The previous Numba 0.59 matrix is archived under
[benchmarks/numba-v-0.59](benchmarks/numba-v-0.59/).

## Compatibility

`charex` targets Numba 0.65.1 and the NumPy ranges tested by that Numba release:

- Python `>=3.10,<3.15`
- Numba `>=0.65.1,<0.66`
- NumPy `>=1.22,<1.27` or `>=2.0,<2.5`
- llvmlite `0.47.x`

`np.strings` is available on NumPy 2.x only.

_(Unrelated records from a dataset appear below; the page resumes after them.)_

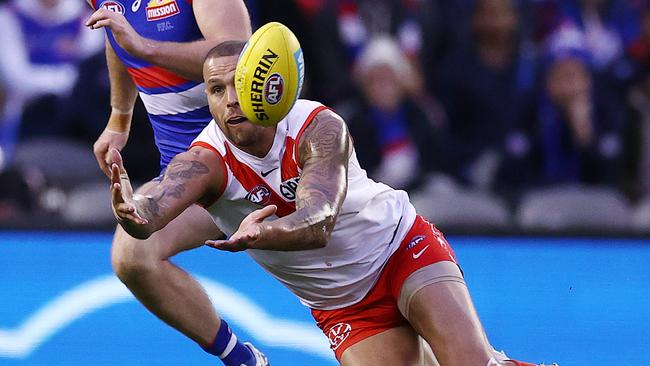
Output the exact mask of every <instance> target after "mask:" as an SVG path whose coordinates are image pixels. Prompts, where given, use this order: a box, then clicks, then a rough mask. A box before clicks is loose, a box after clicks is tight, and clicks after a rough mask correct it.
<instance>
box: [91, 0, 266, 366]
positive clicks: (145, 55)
mask: <svg viewBox="0 0 650 366" xmlns="http://www.w3.org/2000/svg"><path fill="white" fill-rule="evenodd" d="M88 2H89V3H90V5H91V6H92V7H93V8H94V9H96V11H95V13H94V14H92V16H91V17H90V18H89V19H88V21H87V22H86V25H87V26H89V27H91V28H93V29H99V28H105V29H106V34H107V42H106V58H107V63H108V70H109V76H110V82H111V107H112V110H111V115H110V118H109V120H108V123H107V125H106V129H105V130H104V132H103V133H102V134H101V136H100V137H99V138H98V139H97V141H96V142H95V145H94V153H95V157H96V158H97V162H98V163H99V166H100V167H101V168H102V170H103V171H104V172H105V173H106V174H107V175H110V172H109V168H108V166H109V165H108V164H110V163H111V161H110V157H109V156H108V155H107V153H108V151H109V149H117V150H121V149H122V148H123V147H124V146H125V144H126V142H127V139H128V136H129V128H130V124H131V116H132V111H133V106H134V104H135V100H136V98H137V96H138V92H139V94H140V98H141V99H142V101H143V103H144V106H145V108H146V109H147V112H148V114H149V119H150V121H151V125H152V127H153V131H154V137H155V142H156V145H157V147H158V150H159V152H160V167H161V169H162V170H164V169H165V167H166V166H167V164H168V163H169V162H170V161H171V159H172V158H173V157H174V156H175V155H176V154H178V153H179V152H182V151H186V150H187V148H188V146H189V144H190V143H191V142H192V140H193V139H194V138H195V137H196V136H197V135H198V134H199V132H201V130H202V129H203V127H205V126H206V125H207V124H208V123H209V121H210V120H211V116H210V112H209V110H208V102H207V98H206V95H205V93H204V89H205V87H204V86H203V83H202V73H201V70H202V65H203V60H204V59H205V55H206V53H207V52H208V50H210V49H211V48H212V47H214V46H215V45H216V44H217V43H219V39H222V38H224V39H248V37H250V34H251V27H250V21H249V17H248V13H247V10H246V7H245V6H244V4H243V2H242V1H231V0H194V1H187V0H129V1H108V0H105V1H102V0H89V1H88ZM194 211H195V208H194V207H190V208H188V210H186V212H185V213H183V216H184V217H195V216H196V215H197V213H195V212H194ZM200 214H201V213H199V214H198V215H200ZM197 220H199V219H198V218H197ZM172 235H173V233H172ZM174 238H175V236H171V237H170V239H172V242H173V244H170V245H145V244H144V243H142V242H139V241H138V240H136V239H134V238H132V237H130V236H129V235H127V234H125V233H124V231H122V230H121V229H119V227H118V230H117V232H116V234H115V237H114V239H113V265H114V269H115V272H116V274H117V275H118V277H119V278H120V279H121V280H122V281H123V282H124V283H125V284H126V285H127V287H128V288H129V289H130V290H131V292H133V294H134V295H135V296H136V297H137V298H138V300H139V301H140V302H142V303H143V304H144V305H145V306H146V307H147V308H149V309H150V310H151V311H152V312H154V313H155V314H156V315H157V316H158V317H159V318H161V319H162V320H164V321H165V322H167V323H168V324H170V325H172V326H173V327H175V328H176V329H178V330H179V331H181V332H183V333H184V334H185V335H187V336H188V337H190V338H191V339H193V340H194V341H196V342H197V343H198V344H199V345H201V346H202V347H203V348H204V349H205V350H206V351H208V352H210V353H212V354H215V355H217V356H219V357H220V358H222V360H223V362H224V363H225V364H226V365H237V366H240V365H242V364H244V365H256V364H257V365H264V364H265V362H266V361H265V360H264V359H265V357H263V356H262V355H260V354H259V352H258V351H257V350H255V349H254V347H253V346H252V345H249V346H248V347H246V345H244V344H242V343H241V342H239V341H237V337H236V336H235V335H234V334H232V331H231V330H230V328H229V327H228V325H227V324H226V322H225V321H222V320H220V319H219V317H218V315H217V314H216V313H215V311H214V310H213V307H212V304H211V302H210V300H209V298H208V297H207V295H206V294H205V292H204V291H203V289H202V288H201V286H200V285H199V284H198V283H197V282H196V281H195V280H194V279H193V278H192V277H191V276H189V275H188V274H187V273H186V272H184V271H182V270H181V269H179V268H178V267H176V266H175V265H174V264H172V263H171V262H169V261H168V260H167V259H168V258H169V257H171V256H173V255H174V254H176V253H178V252H181V251H184V250H189V249H192V248H195V247H197V246H199V245H201V244H202V242H201V241H192V240H191V238H188V240H183V241H173V239H174ZM125 251H127V252H129V253H131V254H132V255H133V256H135V257H137V258H138V259H139V260H142V261H144V263H146V266H143V267H138V268H133V267H128V266H127V267H128V270H126V269H125V264H124V263H123V262H121V261H120V260H119V258H120V257H121V256H120V253H122V252H125ZM115 258H118V259H115ZM215 334H216V337H215ZM256 355H257V356H256Z"/></svg>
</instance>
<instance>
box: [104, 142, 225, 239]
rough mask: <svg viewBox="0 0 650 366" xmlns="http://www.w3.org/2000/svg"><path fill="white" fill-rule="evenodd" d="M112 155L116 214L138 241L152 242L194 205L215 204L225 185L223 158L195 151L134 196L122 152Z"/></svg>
mask: <svg viewBox="0 0 650 366" xmlns="http://www.w3.org/2000/svg"><path fill="white" fill-rule="evenodd" d="M111 155H113V156H112V159H113V161H114V163H113V164H112V166H111V193H112V202H113V212H114V213H115V217H116V219H117V221H118V223H119V224H120V225H121V226H122V227H123V228H124V230H125V231H126V232H127V233H129V235H131V236H133V237H134V238H137V239H146V238H148V237H149V236H150V235H151V234H153V233H154V232H156V231H158V230H160V229H162V228H163V227H165V225H167V223H169V222H170V221H171V220H173V219H174V218H175V217H176V216H178V215H179V214H180V213H181V212H183V211H184V210H185V209H186V208H187V207H189V206H190V205H192V204H194V203H199V204H201V203H206V204H207V203H211V202H212V201H214V199H216V198H217V195H218V193H219V192H220V191H221V188H222V186H223V184H225V180H224V177H225V174H224V173H225V172H224V171H223V166H222V165H221V163H220V162H219V160H218V159H219V158H218V157H217V156H216V155H215V154H214V153H213V152H211V151H209V150H207V149H204V148H201V147H194V148H192V149H190V150H189V151H187V152H184V153H181V154H178V155H176V156H175V157H174V159H172V161H171V162H170V163H169V165H168V166H167V169H166V170H165V174H164V175H163V177H162V179H160V180H157V179H154V180H152V181H150V182H149V183H147V184H145V185H144V186H142V187H141V188H140V189H138V191H137V192H136V193H135V194H134V193H133V189H132V188H131V183H130V181H129V177H128V174H127V173H126V170H125V169H124V165H123V164H122V158H121V157H120V155H119V152H117V150H114V149H113V150H111Z"/></svg>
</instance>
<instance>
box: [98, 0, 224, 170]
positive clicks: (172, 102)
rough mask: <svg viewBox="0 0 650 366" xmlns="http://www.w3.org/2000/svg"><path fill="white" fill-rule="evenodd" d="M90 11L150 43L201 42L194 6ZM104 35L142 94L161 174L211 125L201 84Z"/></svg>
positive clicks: (145, 7) (189, 2)
mask: <svg viewBox="0 0 650 366" xmlns="http://www.w3.org/2000/svg"><path fill="white" fill-rule="evenodd" d="M92 5H93V7H94V8H95V9H99V8H101V7H104V8H106V9H109V10H112V11H115V12H118V13H120V14H123V15H124V16H125V17H126V19H127V20H128V22H129V23H130V24H131V26H132V27H133V28H134V29H135V30H136V32H138V34H140V35H141V36H143V37H145V38H148V39H153V40H156V41H167V42H191V41H196V40H199V39H202V38H203V35H202V34H201V31H200V30H199V27H198V25H197V24H196V19H195V18H194V13H193V10H192V0H149V1H148V0H122V1H114V0H92ZM107 35H108V39H109V41H110V43H111V45H112V46H113V49H114V50H115V53H116V54H117V56H118V57H119V58H120V60H122V62H123V63H124V65H125V66H126V67H127V70H128V71H129V74H131V77H132V78H133V81H134V83H135V85H136V86H137V88H138V91H139V92H140V98H141V99H142V102H143V103H144V106H145V108H146V109H147V113H148V114H149V119H150V121H151V125H152V127H153V132H154V138H155V141H156V146H157V147H158V150H159V151H160V165H161V168H162V169H164V168H165V167H166V166H167V164H169V162H170V161H171V159H172V158H173V157H174V156H175V155H176V154H178V153H180V152H183V151H186V150H187V148H188V147H189V146H190V143H191V142H192V141H193V140H194V138H195V137H196V136H197V135H198V134H199V133H200V132H201V131H202V130H203V128H204V127H205V126H206V125H207V124H208V123H209V122H210V120H211V119H212V116H211V115H210V111H209V109H208V100H207V96H206V95H205V92H204V86H203V83H202V82H197V81H192V80H187V79H185V78H183V77H181V76H179V75H177V74H175V73H173V72H172V71H170V70H167V69H164V68H162V67H158V66H155V65H152V64H150V63H148V62H146V61H144V60H142V59H139V58H136V57H133V56H132V55H130V54H128V53H127V52H126V51H125V50H124V49H123V48H121V47H120V46H119V45H118V44H117V42H116V41H115V39H114V38H113V35H112V34H111V32H110V30H107Z"/></svg>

On NumPy 1.x, `charex` registers the
`np.char` overloads and skips `np.strings`.

## Development

Install test dependencies:

```bash
python -m pip install -e ".[test]"
```

Run tests:

```bash
pytest -q
```

Run the representative behavior audit:

```bash
python docs/exploration/string_array_shape_audit.py --methods representative --api all --dtype all
```

Run the benchmark smoke test:

```bash
python benchmarks/benchmark.py --size 50000 --repeat 5
```

Install benchmark plotting dependencies and write CSV/PNG output:

```bash
python -m pip install -e ".[bench]"
python benchmarks/benchmark.py --size 50000 --repeat 5 --plot
```

Regenerate the full benchmark matrix from the repository root:

```bash
python -m pip install -e ".[bench]"
# Use a fresh NUMBA_CACHE_DIR for release matrices
CACHE_DIR=$(mktemp -d /tmp/charex-numba-cache.XXXXXX)
NUMBA_CACHE_DIR="$CACHE_DIR" PYTHONPATH=. \
  python benchmarks/matrix.py --size 250000 --repeat 15
```

CI runs Python 3.10-3.14 across representative NumPy 1.x and 2.x jobs with
Numba 0.65.1. The benchmark matrix above was generated on Python 3.12.8,
NumPy 2.4.6, Numba 0.65.1, and llvmlite 0.47.0.